En mettant l'accent sur la forme et les tons de couleur évocateurs, les toiles de Sandro Chia transmettent avec force une élégance flottante, non figurative et élégante. Chia est l'un des principaux acteurs du mouvement Transvanguardia, avec Francesco Clemente et Enzo Cucchi. En tant que précurseurs de cette scène néo-expressionniste, ils entendaient rebondir sur les excès hyperboliques de l'art conceptuel des années 1980, en célébrant à nouveau l'importance de la caractérisation et de la couleur dans leurs peintures. Chia s'occupe de ses grandes œuvres avec un plaisir et avec une délicatesse visibles, comme s'il s'agissait d'organes vitaux qu'il faut manipuler avec précaution. Avec un coup de pinceau régulier, il trace des lignes vives, faisant des allers-retours entre les huiles lisses et les éclaboussures grossières. Chia veut faire revivre l'ensemble du cadre réalisé en face de lui, comme un exercice de nature morte, avec une classe d'étudiants en art. C'est l'aspect le plus significatif de son travail, auquel il se consacre inlassablement, jusqu'à ce jour, comme s'il s'agissait d'une mission, d'une vocation. L'histoire orale de l'art italien et la simplicité rituelle de la vie quotidienne sont les principaux sujets qu'il revisite le plus souvent, avec sa vitalité contagieuse.

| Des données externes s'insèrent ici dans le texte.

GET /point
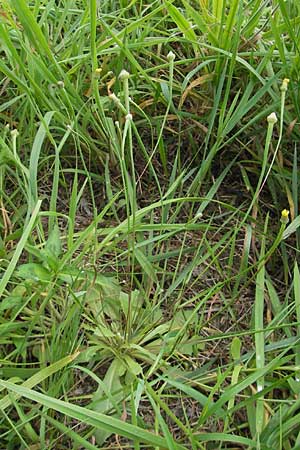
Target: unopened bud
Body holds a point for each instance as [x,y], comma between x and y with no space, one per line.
[123,75]
[284,85]
[170,56]
[272,118]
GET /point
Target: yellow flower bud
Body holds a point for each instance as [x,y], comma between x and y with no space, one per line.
[284,84]
[284,216]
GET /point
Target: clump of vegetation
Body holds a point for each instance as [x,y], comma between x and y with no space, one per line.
[149,285]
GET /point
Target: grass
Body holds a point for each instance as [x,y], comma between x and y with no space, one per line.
[149,224]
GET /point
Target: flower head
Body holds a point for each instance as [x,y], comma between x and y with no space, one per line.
[272,118]
[284,216]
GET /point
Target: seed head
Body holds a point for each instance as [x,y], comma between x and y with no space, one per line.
[284,216]
[14,133]
[272,118]
[124,75]
[284,85]
[170,56]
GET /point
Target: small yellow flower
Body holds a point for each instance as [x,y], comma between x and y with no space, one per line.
[284,84]
[284,216]
[272,118]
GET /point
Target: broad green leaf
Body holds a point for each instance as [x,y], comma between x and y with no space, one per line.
[34,272]
[93,418]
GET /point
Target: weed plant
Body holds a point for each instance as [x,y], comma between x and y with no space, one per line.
[149,227]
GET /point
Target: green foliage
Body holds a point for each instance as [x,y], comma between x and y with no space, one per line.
[149,283]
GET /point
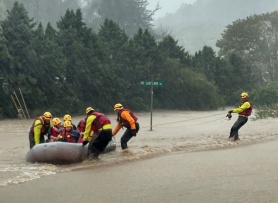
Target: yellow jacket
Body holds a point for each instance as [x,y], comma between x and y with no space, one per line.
[126,116]
[88,134]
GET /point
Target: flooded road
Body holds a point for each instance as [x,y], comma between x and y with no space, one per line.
[172,131]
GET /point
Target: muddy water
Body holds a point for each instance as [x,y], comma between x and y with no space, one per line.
[172,131]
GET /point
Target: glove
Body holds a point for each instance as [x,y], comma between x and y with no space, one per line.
[133,132]
[85,142]
[229,116]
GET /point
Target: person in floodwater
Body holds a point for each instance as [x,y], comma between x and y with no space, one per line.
[127,119]
[67,117]
[81,128]
[244,110]
[55,130]
[98,133]
[39,128]
[69,134]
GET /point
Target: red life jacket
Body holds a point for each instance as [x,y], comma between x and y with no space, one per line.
[124,122]
[99,121]
[67,137]
[55,131]
[82,125]
[247,112]
[45,126]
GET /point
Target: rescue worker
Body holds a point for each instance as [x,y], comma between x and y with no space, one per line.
[98,132]
[244,110]
[39,128]
[127,119]
[67,117]
[81,128]
[69,134]
[54,131]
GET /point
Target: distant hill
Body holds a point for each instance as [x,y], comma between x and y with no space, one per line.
[201,23]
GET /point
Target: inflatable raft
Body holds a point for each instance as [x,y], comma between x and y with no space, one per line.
[62,152]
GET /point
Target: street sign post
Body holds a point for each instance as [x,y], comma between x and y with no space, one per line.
[152,83]
[156,83]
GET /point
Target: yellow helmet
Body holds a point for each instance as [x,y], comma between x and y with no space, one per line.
[67,124]
[118,107]
[89,109]
[56,121]
[67,117]
[47,114]
[244,95]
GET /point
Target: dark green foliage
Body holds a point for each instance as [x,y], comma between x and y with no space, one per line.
[71,68]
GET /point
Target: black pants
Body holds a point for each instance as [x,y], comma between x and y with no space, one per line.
[237,125]
[32,139]
[98,145]
[127,136]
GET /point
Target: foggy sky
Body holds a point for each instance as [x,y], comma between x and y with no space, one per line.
[168,6]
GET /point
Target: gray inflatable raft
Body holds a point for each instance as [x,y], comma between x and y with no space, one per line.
[62,152]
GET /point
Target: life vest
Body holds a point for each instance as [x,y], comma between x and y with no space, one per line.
[82,125]
[124,122]
[54,131]
[246,112]
[45,126]
[68,136]
[99,121]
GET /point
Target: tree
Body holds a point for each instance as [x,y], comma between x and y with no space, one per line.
[18,33]
[255,39]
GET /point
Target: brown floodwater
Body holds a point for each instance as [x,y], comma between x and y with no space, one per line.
[172,131]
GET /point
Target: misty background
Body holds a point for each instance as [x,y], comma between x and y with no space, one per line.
[74,52]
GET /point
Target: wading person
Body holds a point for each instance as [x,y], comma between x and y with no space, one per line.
[39,128]
[127,119]
[67,117]
[244,110]
[69,134]
[55,130]
[98,132]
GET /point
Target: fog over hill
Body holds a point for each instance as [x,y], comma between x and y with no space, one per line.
[201,23]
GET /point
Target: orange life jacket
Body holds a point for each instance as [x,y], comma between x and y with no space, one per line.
[45,126]
[247,112]
[124,122]
[99,121]
[82,125]
[66,136]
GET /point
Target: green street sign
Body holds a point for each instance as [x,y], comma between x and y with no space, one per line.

Enzo Cucchi est le troisième fondateur clé du mouvement Transavanguardia. Il est né en 1949, dans un petit village du sud de l'Italie. Cucci, contrairement à ses contemporains, est entièrement autodidacte. Son travail a été remarqué pour la première fois par Achille Oliva Bonita, vers 1976. Sur sa recommandation, Cucci trouve le courage de s'installer à Rome, où il rencontre rapidement ses futurs associés, Clemente et Chia, ainsi que la plupart des jeunes esprits brillants et talentueux qui gravitent autour de ce mouvement néo-expressionniste collectif nouvellement créé. Cucci a rapidement trouvé sa voie, avec une prédilection pour les illustrations symboliques et les croquis figuratifs. Il privilégie, pour son travail, les grandes surfaces, les soumettant avec confiance à de multiples vagues de réinventions produites au fusain. Il s'inspire d'une grande variété de sujets et de sources : l'art rupestre, les rituels et le folklore des cultures indigènes, et même l'agriculture. Cucci a grandi dans la campagne italienne et n'a jamais été gêné par l'éclectisme de ses intérêts et de ses goûts. Il partage avec Clemente et Chia une fascination pour le désordre et la confusion cinématographique, qu'il évoque dans ses mises en page saturées de couleurs. Avec quelques arrangements visuels éloquents, Chia mène toujours ses drames picturaux jusqu'à leur conclusion évocatrice et marquante.